To get the formatted article go here
http://www.eliteproxy.com/plugins/viewpost.php?s=yes&pid=99
Hyper threading optimization Guide
By opcodevoid:
Disclaimer: This tutorial is © and can be redistributed as long as a link to be website is given. You can not modify this tutorial in anyway
Note: This guide is for Regular SMP processors to; your application needs to be multiple
CPU aware even if you don’t plan on using it, because your customers might, Plus its good to learn how to write c++ code for Intel new Hyper threading/Hyperthreading technology
For more information join us on are irc servers at irc.crackingislife.com channel #opcodevoid
Or our online active web chat http://www.crackingislife.com/cgi-bin/cgiirc/irc.cgi
Contents
1.0 What is hyper threading
1.1 Introduction to SMP programming
1.2 How to take advantage of SMP
1.3 How to take advantage of Hyper threading
1.4 Benchmarks
1.0 What is hyper threading
It was my birthday and as a present I got to choose a new computer; I had a choice between a
DVD writer +
40 Gigabyte HD, +
256 mb of ram +
Monitor +
mouse keyboard +
Video card +
Case
or
brand new Intel 2.8ghz Hyper threading pc +
case +
video card
Of course I choose the hyper threading cpu even though I didn’t even know what it was
It just sounded so freaking awesome and I had to get it, of course to my surprise Ht technology wasn’t no where near as good as two separate CPU’s like a normal SMP machine. I have actually got 51-52% gain using HT technology in algorithm design
For HT, but no where near a 100% boost a second CPU can give.

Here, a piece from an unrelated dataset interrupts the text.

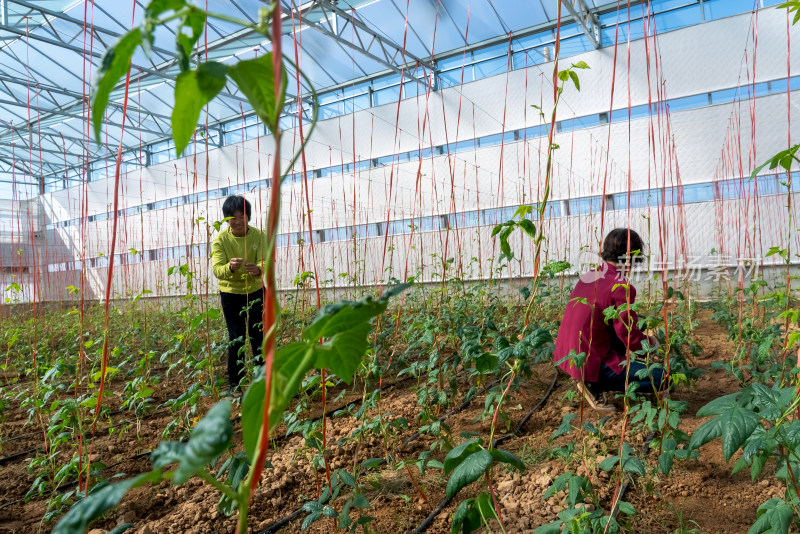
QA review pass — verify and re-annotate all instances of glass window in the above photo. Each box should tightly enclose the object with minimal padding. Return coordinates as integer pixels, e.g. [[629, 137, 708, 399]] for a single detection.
[[478, 134, 503, 147], [559, 34, 594, 57], [710, 88, 739, 104], [511, 30, 556, 50], [319, 102, 339, 120], [683, 184, 714, 204], [436, 53, 472, 72], [475, 56, 508, 80], [667, 93, 710, 111], [522, 124, 547, 139], [372, 85, 400, 106], [481, 208, 502, 224], [656, 4, 700, 32], [703, 0, 766, 20]]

For starter HT is not two processors but can fool the system into thinking it is which is good since Intel Processors spend most of there time sleeping , Intel found a way to execute different parts of there processors at once! in other words two threads running at exactly the same time.
Of course if two threads compete for the same parts of the processor there will actually be a slowdown. Yes that’s right, Hyper threading can slow thing down but usually doesn’t. I found out that if I execute two threads on the same virtual CPU on a HT machine it’s a 100% speed degrade
The best thing to do is send one thread for your sound system and one thread for your 3D processing try not to execute multiple threads on the same function I haven’t had amazing result doing this.

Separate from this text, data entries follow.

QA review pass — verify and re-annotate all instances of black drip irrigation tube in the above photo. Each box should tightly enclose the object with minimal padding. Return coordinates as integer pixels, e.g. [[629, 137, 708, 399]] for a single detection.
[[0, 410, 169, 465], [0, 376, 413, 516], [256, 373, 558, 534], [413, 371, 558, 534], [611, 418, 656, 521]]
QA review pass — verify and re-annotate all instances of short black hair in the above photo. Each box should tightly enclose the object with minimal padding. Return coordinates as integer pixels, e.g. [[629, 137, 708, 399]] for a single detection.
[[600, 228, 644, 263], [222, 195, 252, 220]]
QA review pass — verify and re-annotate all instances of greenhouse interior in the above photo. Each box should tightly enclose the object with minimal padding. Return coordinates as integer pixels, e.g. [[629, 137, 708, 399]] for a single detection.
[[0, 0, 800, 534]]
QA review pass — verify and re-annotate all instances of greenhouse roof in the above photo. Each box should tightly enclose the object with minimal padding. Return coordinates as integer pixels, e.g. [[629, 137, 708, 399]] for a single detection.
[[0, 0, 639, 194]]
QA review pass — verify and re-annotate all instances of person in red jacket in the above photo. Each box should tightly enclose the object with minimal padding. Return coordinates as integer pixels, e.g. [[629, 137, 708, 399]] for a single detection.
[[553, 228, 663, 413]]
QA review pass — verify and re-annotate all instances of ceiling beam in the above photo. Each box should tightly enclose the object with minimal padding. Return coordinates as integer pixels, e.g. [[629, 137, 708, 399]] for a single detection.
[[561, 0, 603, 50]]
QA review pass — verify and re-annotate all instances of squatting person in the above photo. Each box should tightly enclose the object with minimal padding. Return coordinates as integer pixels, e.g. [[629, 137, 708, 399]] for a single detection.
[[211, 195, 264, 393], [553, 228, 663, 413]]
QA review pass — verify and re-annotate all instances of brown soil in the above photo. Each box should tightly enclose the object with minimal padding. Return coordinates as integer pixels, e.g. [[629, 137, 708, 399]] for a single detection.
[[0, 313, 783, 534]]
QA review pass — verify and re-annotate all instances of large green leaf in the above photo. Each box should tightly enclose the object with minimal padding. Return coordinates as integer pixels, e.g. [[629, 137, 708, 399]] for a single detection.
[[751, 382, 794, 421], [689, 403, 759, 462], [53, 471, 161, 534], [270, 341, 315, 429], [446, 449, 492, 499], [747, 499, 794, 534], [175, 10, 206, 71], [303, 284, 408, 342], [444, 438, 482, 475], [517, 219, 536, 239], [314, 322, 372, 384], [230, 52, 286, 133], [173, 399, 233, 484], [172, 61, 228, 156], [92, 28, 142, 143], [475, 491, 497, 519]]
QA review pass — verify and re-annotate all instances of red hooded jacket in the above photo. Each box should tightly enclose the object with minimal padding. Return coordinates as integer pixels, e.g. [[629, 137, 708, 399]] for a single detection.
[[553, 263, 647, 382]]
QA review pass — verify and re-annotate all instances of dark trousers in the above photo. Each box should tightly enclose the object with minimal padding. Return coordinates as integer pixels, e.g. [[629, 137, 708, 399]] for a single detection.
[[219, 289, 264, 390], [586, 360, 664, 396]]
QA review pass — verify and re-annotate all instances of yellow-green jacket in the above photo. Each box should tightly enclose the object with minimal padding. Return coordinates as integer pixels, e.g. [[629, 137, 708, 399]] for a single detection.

I actually tried using mmx,ss2e, fpu, regular register math, but found no noticeable speed increase or decrease.
I only found a true Extreme 30-40% slowdown when I executed two threads on the same processor or virtual processor
So in conclusion hyper threading allows two threads to use two different parts
Of the CPU at once which usually leads to a 30-40% gain which is amazing, of course you can’t just get this gain by creating two threads, you must assign them to each processor which is really simple under windows and which we will be learning.
A real quick note, you must make sure your threads don’t both use the same CPU or virtual cpu or you will have a huge performance degrade, 100% to that extent, 1.5ms to 3000ms to be exact which is just scary, that’s why we will learn the ins and out of SMP programming.

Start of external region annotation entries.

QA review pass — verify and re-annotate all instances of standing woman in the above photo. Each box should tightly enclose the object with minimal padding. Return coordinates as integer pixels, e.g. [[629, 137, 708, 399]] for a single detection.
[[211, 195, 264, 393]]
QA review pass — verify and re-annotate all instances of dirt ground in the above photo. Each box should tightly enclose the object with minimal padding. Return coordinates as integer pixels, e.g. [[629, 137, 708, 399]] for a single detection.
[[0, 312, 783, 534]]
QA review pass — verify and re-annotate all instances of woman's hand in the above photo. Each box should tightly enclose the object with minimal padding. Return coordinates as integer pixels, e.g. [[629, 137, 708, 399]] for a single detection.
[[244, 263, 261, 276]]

1.1 Introduction to SMP programming
SMP simple means multiple processors; threads to application are always presented as executing at the exact same time in parallel. Of course we know this not to be true especially on a single processor machine; we know that the kernel just allocates each thread a time slice.
What I’m trying to say is that threads will actually slow the system down unless there
Executing on different processors. The best thing to do is queue the threads and dispatch them to every single processor on the system in HT case its two, But my algorithms are pretty generic and will work for up two 32 processors (the maximum).
Windows Provides two calls we need to use
GetProcessAffinityMask:
This returns a 32 bit value where each bit represents a processor.
For example if it return 3, that means two processors, because 3 in binary is
0000:0011 each set bit equals one processor so that’s two.
SetThreadAffinityMask:
This allows you to choose which processor a thread executes on, the first
thing you do is call GetProcessAffinityMask get the cpu count and mask, and Assign
a thread of your choice to your processor of choice.
GetProcessAffinityMask has the following parameters
HANDLE hProcess,
PDWORD_PTR lpProcessAffinityMask,
PDWORD_PTR lpSystemAffinityMask
hProcess: The Handle of the process you want to get the affinity from
lpProcessAffinityMask: The 32bit value where each bit represents a processor which
in turn mean which cpu the processor can use
lpSystemAffinityMask: The 32bit value where each bit represents a processor which
in turn means which CPU the system can use
A example of the using it would be
#define EXTRACT_BITS_RL(the_val, bits_start, bits_len) ((the_val >> (bits_start - 1)) & ((1 << bits_len) - 1))
size_t get_cpu_count()
{
DWORD pmask,smask;
GetProcessAffinityMask(OpenProcess(PROCESS_ALL_ACCESS,false,GetCurrentProcessId()),&pmask,&smask);
int bitarray[32];
size_t count=0;
for(size_t i =1;i<33;i++)
{
bitarray[i] =EXTRACT_BITS_RL(pmask,i,1);
if(bitarray[i]==0)
return count;
count++;
}
return 32; //maxium processors
}
My algorithm for getting the number of cpus using GetProcessAffinityMask works like this.
1. Get the mask
2. 2. Loop though all 32 bits testing for a zero bit
3. If a 0 bit is found return the count(number of cpus)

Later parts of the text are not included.